In any case, thanks already a lot for your work on LAMPE
Reproduce
Following the example, the two ways to compute log probabilities for a given configuration theta
and batch of corresponding simulated results x
produce different results:
from itertools import islice
import torch
import torch.nn as nn
import torch.optim as optim
import zuko
from lampe.data import JointLoader
from lampe.inference import FMPE, FMPELoss
from lampe.utils import GDStep
from tqdm import tqdm
LABELS = [r"$\theta_1$", r"$\theta_2$", r"$\theta_3$"]
LOWER = -torch.ones(3)
UPPER = torch.ones(3)
prior = zuko.distributions.BoxUniform(LOWER, UPPER)

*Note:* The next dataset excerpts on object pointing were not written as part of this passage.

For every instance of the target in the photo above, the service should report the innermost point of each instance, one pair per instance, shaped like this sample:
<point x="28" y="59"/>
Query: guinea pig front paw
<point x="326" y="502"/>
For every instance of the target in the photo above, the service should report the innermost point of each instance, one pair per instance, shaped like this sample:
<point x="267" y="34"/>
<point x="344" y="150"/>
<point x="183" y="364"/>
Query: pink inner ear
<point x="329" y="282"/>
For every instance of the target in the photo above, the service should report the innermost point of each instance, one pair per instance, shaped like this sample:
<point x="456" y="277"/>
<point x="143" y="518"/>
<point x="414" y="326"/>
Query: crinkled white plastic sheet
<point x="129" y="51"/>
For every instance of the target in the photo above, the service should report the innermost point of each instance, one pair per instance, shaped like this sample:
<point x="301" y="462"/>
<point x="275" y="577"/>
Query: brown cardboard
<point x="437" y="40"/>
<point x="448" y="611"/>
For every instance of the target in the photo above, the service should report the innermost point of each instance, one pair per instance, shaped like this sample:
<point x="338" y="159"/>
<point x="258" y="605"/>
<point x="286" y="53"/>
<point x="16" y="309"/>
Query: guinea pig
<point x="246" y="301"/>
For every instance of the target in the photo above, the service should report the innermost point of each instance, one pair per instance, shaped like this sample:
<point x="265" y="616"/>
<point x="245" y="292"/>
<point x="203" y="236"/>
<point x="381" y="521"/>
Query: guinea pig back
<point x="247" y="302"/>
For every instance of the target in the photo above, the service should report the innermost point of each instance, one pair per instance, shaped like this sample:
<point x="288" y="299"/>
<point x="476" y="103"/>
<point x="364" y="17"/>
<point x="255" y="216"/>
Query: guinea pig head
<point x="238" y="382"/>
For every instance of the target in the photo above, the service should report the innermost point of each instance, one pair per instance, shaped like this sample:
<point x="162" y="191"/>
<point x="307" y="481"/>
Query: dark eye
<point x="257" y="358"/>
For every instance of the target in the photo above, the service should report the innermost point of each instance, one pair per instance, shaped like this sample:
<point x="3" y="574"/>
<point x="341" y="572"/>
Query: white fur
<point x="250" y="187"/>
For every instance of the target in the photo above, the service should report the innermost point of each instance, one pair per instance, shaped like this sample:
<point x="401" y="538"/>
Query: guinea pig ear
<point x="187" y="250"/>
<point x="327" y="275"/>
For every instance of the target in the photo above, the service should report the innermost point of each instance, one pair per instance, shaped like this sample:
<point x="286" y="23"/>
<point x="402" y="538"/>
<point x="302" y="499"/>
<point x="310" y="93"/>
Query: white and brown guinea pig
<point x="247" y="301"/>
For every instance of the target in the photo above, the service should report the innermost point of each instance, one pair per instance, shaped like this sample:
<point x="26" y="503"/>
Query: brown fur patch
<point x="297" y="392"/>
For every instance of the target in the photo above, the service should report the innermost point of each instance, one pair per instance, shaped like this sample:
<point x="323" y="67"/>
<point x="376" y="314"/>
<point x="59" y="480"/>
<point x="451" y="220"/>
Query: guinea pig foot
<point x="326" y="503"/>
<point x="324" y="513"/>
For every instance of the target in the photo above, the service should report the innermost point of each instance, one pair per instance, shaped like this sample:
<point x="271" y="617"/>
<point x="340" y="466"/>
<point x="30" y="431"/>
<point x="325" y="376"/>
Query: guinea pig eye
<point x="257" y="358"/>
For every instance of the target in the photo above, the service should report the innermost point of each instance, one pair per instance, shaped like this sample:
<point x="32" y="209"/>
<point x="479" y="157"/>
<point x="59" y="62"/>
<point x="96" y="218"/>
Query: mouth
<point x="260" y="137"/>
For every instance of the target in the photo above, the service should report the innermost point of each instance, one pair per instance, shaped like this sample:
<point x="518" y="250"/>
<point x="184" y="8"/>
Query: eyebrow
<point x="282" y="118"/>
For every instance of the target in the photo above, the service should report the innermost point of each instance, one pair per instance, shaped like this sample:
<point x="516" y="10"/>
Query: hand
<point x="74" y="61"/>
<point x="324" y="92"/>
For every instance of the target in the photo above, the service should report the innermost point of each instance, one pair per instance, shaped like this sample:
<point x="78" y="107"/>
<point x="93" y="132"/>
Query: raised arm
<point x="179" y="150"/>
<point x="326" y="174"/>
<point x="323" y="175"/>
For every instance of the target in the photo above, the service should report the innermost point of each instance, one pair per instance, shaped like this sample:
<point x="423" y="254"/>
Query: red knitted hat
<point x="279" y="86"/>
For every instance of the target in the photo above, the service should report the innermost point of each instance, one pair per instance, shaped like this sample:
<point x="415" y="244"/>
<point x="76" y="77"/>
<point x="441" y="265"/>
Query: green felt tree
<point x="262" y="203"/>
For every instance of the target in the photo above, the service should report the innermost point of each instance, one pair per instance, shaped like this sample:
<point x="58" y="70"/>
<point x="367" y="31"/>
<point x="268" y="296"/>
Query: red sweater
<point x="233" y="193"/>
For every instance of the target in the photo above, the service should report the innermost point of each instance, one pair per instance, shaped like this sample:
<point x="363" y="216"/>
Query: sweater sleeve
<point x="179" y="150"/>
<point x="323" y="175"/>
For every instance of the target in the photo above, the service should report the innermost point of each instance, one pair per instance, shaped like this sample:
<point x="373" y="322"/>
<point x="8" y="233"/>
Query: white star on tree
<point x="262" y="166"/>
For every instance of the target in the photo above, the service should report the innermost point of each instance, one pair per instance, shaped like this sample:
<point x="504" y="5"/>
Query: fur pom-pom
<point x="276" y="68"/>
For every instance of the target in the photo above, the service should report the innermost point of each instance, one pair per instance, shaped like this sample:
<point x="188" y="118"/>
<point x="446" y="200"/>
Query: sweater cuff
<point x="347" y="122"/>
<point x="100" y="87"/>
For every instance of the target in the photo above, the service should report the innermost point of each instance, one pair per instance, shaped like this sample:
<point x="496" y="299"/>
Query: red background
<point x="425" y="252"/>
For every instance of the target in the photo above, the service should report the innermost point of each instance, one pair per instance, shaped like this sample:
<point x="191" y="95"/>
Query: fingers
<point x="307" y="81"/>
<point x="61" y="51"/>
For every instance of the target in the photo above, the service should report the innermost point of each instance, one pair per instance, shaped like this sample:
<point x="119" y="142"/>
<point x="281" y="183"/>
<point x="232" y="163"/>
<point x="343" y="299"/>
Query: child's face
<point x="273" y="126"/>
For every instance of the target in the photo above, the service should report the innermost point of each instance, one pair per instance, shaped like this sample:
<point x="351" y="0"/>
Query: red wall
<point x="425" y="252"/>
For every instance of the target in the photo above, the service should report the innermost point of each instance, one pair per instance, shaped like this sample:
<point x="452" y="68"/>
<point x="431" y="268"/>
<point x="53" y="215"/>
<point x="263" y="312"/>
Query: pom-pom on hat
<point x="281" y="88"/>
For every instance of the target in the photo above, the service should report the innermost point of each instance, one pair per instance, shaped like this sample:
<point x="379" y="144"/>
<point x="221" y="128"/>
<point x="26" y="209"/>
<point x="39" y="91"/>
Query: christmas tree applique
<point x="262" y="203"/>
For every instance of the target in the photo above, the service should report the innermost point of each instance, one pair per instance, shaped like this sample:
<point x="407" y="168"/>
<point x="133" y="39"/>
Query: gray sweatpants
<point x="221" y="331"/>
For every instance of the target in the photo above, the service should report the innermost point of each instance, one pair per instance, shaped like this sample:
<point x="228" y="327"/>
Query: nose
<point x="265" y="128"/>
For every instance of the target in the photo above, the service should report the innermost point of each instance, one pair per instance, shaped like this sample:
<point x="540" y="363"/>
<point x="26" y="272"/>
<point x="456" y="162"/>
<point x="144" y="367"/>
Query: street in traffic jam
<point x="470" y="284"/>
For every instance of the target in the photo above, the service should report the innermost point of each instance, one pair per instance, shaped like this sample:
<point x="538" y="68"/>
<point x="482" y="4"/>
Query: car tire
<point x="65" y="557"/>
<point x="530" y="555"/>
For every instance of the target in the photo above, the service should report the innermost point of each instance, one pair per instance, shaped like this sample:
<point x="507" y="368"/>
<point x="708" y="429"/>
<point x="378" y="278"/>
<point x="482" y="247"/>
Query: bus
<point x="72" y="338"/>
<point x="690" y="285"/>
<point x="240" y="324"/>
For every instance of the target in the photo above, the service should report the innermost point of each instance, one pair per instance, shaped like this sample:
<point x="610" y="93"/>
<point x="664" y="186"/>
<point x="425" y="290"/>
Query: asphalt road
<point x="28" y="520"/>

def simulator(theta: torch.Tensor) -> torch.Tensor:
x = torch.stack(
[
theta[..., 0] + theta[..., 1] * theta[..., 2],
theta[..., 0] * theta[..., 1] + theta[..., 2],
],
dim=-1,
)
return x + 0.05 * torch.randn_like(x)
theta = prior.sample()
x = simulator(theta)
loader = JointLoader(prior, simulator, batch_size=256, vectorized=True)
estimator = FMPE(3, 2, hidden_features=[64] * 5, activation=nn.ELU)
loss = FMPELoss(estimator)
optimizer = optim.AdamW(estimator.parameters(), lr=1e-3)
scheduler = optim.lr_scheduler.CosineAnnealingLR(optimizer, 128)
step = GDStep(optimizer, clip=1.0) # gradient descent step with gradient clipping
estimator.train()
with tqdm(range(128), unit="epoch") as tq:
for epoch in tq:
losses = torch.stack(
[
step(loss(theta, x))
for theta, x in islice(loader, 256) # 256 batches per epoch
]
)
tq.set_postfix(loss=losses.mean().item())
scheduler.step()
theta_star = prior.sample()
X = torch.stack([simulator(theta_star) for _ in range(10)])
estimator.eval()
with torch.no_grad():
# e.g. [3.1956, 1.8184, 2.4533, 1.6461, 3.0488, 2.5868, 2.7055, 2.7679, 3.3405, 1.5554]
log_p_one_batch = estimator.flow(X).log_prob(theta_star.repeat(len(X), 1))
# e.g. [3.1978, 1.8175, 2.4526, 1.6468, 3.0495, 2.5894, 2.7065, 2.7712, 3.3385, 1.5558]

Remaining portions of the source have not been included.